Afro Pop artist, Diseye Tantua, is easily Nigeria’s foremost artists in that genre at the moment. Most of his work contains his signature selection of traditional proverbs made popular by headboards, bumper write-ups on buses, taxis, tricycles and street signs. Artyliving interviews Tantua about his favorite piece, inspiration and more. Tantua is showcasing art at Aabru‘s upcoming Transcending Boundaries exhibition at Lacey Contemporary Gallery (Read about that here)
The late Afrobeat originator, Fela, is obviously one of your biggest influences. Tell us how you first began to draw inspiration
I grew fond of Fela’s music as it constantly played in my studio and it connected well with most drawings I made; the lyrics I mean. My favorite has always been ‘V.I.P (vagabonds in power)’, ‘SHUFFERING & Shmilling’ and ‘look & Laugh’.
You have done quite a few paintings of Fela Anikulapo Kuti. Is it the man or the music that inspires you?
Both. I draw inspiration from his lyrics and the Man is also an interesting character to me; I respect his boldness to saying things as they are and not garnish it to please anyone.
AfroPop art is not a common medium of expression in Nigeria; how did you settle on that as your preferred mode of expression?
I looked up, ‘Afro beat’ but in my search for ‘Afro POP Art’, there was no such thing! It was coined by my photographer friend (Tam Fiofori) and I, as we prepared for my first solo show in Lagos back in 2008-2009. It was my choice to keep on with this as my works had become Afrocentric with a twist of Pop Art and Urban Art; mostly having calligraphic finish and write-ups of traditional proverbs and vernacular. I also was not ready to lockup my art in a box but express myself freely, this meant I had to also educate most people whom connected with my work but needed clarification on most words or sentences they found on it.
Your painting, Different different fever, gave you your best auction record, and you also described it as an irresistible image that you would create over and over. Of course, it is also heavy on Fela. Would you call it your favorite work?
Oh yes it did! I loved that painting just as others I made before it, like the ‘Wole Soyinka’, ‘Rex Jim Lawson’ and ‘African Queen’, which where all painted in that technique. Yet the ‘different, different fever’ was unique because it had a perfect title for a perfect painting with a perfect image. *laughing*
What is your creative process like: from conceptualization to production?
I take a lot of pictures. I do not consider myself a professional photographer but my perspective is always different from others. The photos I take are mostly of inscriptions on trucks, boats, motor cars, tricycles, motorcycles and sometimes, signboards, morals and so on. My interest in those signs are for reference and also proof that the proverbs on my drawings are real. I try to make simple drawings on complicated, intricate backgrounds giving my viewer something interesting to take his/her eyes around my canvas, not just to read the words and try to decode them.

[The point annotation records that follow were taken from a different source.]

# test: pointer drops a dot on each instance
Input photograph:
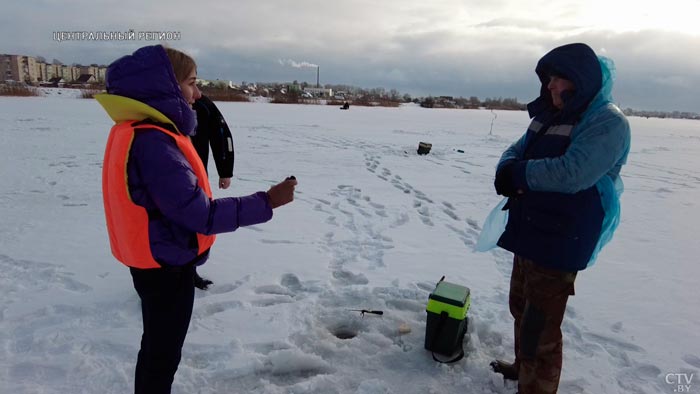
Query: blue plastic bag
(493, 228)
(609, 191)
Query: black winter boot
(201, 283)
(506, 369)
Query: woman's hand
(282, 193)
(224, 183)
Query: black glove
(504, 180)
(201, 283)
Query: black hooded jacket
(213, 131)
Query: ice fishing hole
(344, 332)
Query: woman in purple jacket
(161, 179)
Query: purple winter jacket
(160, 178)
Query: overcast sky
(485, 48)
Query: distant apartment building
(28, 69)
(11, 68)
(319, 92)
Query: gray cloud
(440, 48)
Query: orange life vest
(127, 223)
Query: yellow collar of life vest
(121, 109)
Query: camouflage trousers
(537, 301)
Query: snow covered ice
(374, 226)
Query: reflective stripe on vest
(127, 223)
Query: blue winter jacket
(160, 178)
(568, 163)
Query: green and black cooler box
(447, 318)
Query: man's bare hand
(282, 193)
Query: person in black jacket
(213, 131)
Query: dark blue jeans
(167, 296)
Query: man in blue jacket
(562, 180)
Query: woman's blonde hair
(183, 64)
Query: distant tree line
(662, 114)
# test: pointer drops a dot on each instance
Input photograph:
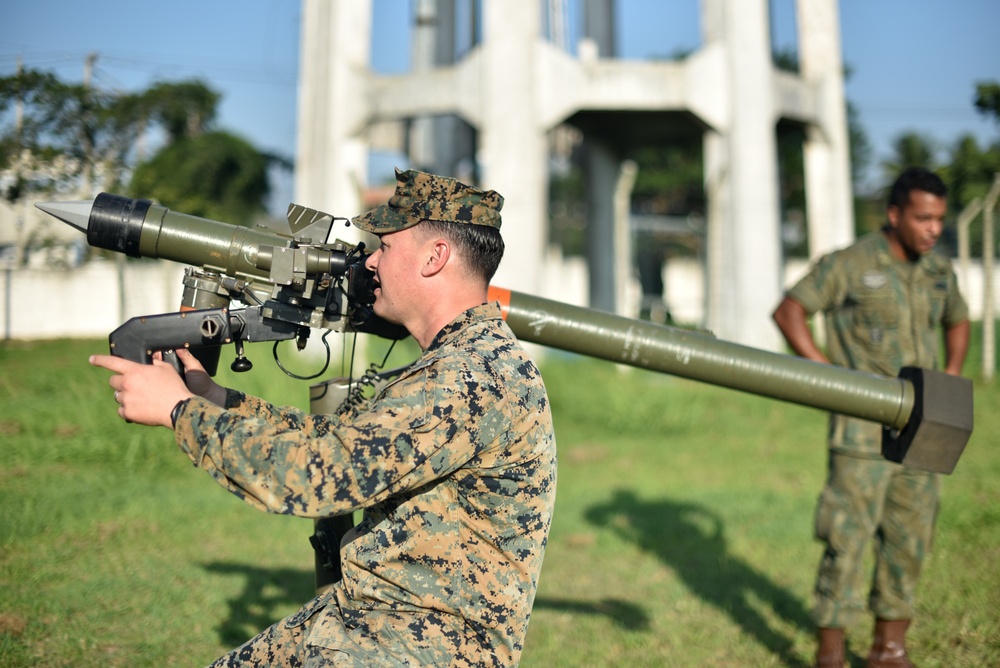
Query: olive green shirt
(881, 314)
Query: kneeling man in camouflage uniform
(453, 463)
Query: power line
(153, 65)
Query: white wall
(92, 300)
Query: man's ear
(892, 213)
(438, 256)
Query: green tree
(909, 149)
(988, 99)
(58, 136)
(214, 175)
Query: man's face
(396, 264)
(918, 224)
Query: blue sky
(914, 63)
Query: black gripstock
(289, 282)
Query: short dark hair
(481, 245)
(915, 178)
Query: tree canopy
(59, 137)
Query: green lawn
(682, 534)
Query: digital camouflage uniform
(881, 314)
(454, 465)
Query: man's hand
(146, 393)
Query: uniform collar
(468, 318)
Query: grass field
(682, 534)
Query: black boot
(830, 648)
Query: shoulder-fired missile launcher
(295, 282)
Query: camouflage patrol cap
(422, 196)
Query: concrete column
(437, 144)
(512, 150)
(331, 157)
(602, 167)
(829, 205)
(741, 167)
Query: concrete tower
(513, 87)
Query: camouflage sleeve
(821, 287)
(286, 461)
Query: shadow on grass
(625, 614)
(265, 591)
(690, 539)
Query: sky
(914, 63)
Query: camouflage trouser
(284, 645)
(868, 499)
(318, 637)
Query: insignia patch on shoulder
(874, 280)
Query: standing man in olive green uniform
(884, 299)
(453, 463)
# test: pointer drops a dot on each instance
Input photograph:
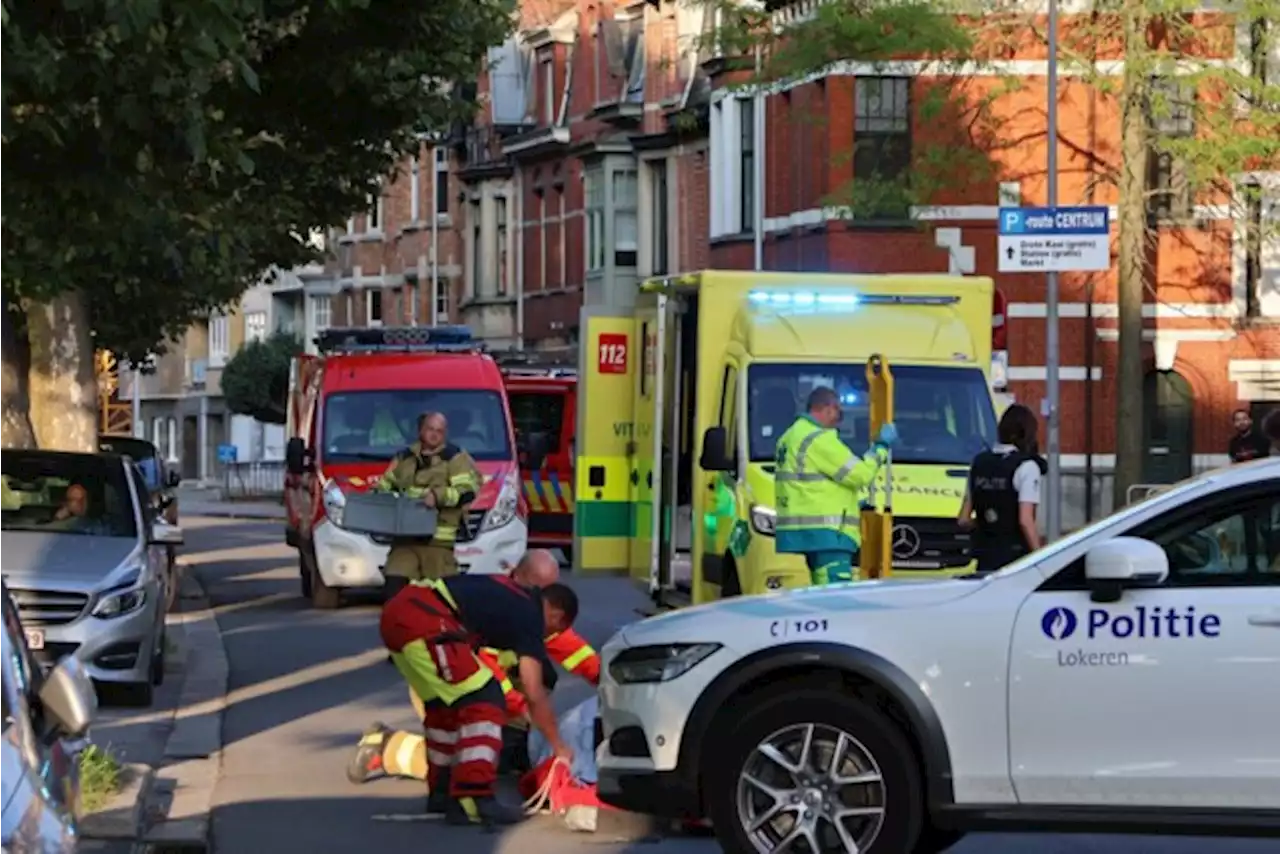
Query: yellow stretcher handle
(877, 521)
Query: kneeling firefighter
(818, 483)
(433, 630)
(398, 753)
(1002, 493)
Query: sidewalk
(172, 752)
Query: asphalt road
(305, 684)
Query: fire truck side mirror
(533, 451)
(296, 459)
(716, 451)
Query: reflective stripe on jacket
(449, 473)
(817, 483)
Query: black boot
(483, 811)
(438, 798)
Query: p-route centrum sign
(1055, 240)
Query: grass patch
(100, 777)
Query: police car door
(1168, 695)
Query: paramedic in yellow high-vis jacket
(818, 482)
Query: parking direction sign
(1055, 240)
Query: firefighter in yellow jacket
(446, 478)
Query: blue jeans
(830, 567)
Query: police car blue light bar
(844, 300)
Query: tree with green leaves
(1198, 122)
(159, 158)
(256, 379)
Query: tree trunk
(63, 374)
(14, 364)
(1134, 129)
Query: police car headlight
(504, 508)
(764, 520)
(640, 665)
(334, 502)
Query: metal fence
(243, 480)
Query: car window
(65, 493)
(1224, 540)
(538, 412)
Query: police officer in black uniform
(1004, 492)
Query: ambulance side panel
(604, 519)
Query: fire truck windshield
(944, 415)
(373, 427)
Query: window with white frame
(499, 237)
(626, 225)
(659, 219)
(731, 179)
(219, 339)
(594, 219)
(476, 250)
(321, 311)
(255, 325)
(442, 181)
(563, 241)
(442, 301)
(415, 191)
(542, 237)
(549, 92)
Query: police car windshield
(362, 427)
(944, 415)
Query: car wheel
(305, 575)
(935, 840)
(817, 771)
(323, 597)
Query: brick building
(392, 259)
(1211, 306)
(576, 179)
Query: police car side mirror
(716, 451)
(1123, 562)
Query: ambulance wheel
(323, 597)
(819, 766)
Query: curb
(122, 816)
(182, 791)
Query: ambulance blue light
(803, 298)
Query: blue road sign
(1055, 240)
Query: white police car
(1125, 677)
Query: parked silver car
(85, 558)
(45, 720)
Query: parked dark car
(163, 484)
(44, 725)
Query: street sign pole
(1054, 503)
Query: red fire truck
(542, 392)
(353, 407)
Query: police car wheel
(814, 771)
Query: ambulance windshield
(373, 427)
(944, 415)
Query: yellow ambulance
(718, 364)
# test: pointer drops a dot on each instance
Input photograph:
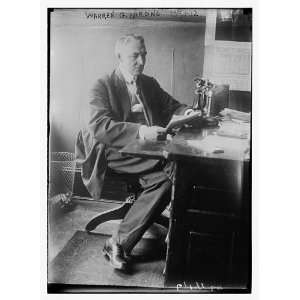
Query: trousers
(155, 178)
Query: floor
(62, 224)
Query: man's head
(131, 53)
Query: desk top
(205, 143)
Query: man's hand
(150, 133)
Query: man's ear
(119, 57)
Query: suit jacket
(110, 108)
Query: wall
(228, 62)
(80, 52)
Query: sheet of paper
(212, 142)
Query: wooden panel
(209, 258)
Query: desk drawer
(214, 200)
(212, 174)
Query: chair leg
(113, 214)
(163, 221)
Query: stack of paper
(234, 129)
(215, 143)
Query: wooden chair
(119, 213)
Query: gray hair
(124, 40)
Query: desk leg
(175, 261)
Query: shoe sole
(107, 256)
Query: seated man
(128, 105)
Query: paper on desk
(212, 142)
(234, 129)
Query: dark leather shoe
(115, 254)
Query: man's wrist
(142, 130)
(188, 111)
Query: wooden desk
(209, 233)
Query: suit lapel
(145, 99)
(122, 96)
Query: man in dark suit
(125, 106)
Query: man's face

Do you think Afro pop art appeals to people in a way that other forms do not?
For me, what I do to appeal to people is not my goal at all, because some things grow on people faster than others. I just keep doing what I love and leave critics and collectors to do theirs.
Beyond creating these works, do you intend to make wearable art of them – there is a dearth of that in Nigeria and your works seem like the perfect fit.
I’ve always had in mind creating not only wearable art but souvenirs. To aid my limited edition art line, I started cards and post cards five years ago and it’s been working out quite well and moving to other countries not just Nigeria.
What new works will you be showing at Transcending Boundaries; when were they created and what was the inspiration behind them?
I am hoping to get feedback from my work to be shown at Transcending Boundaries, because the painting has a lot of depth in it; ‘MONKEY BY GRADE, SHOE BY SIZE’ – at first glance, it’s a simple painting of trucks and a VW beetle. The painting concerns the haves and the have not’s in my immediate environment. It is said in many ways:
‘Cut your cloth according to your material.’
‘No business no wife’,
‘No sweat no sweet’,
‘No Romance without Finance’ etc.
All these make up different ways to advice haters to work hard and not think wealth is easy to come by. Everyone may read their own interpretation from this work as the words bring different interpretations to different people.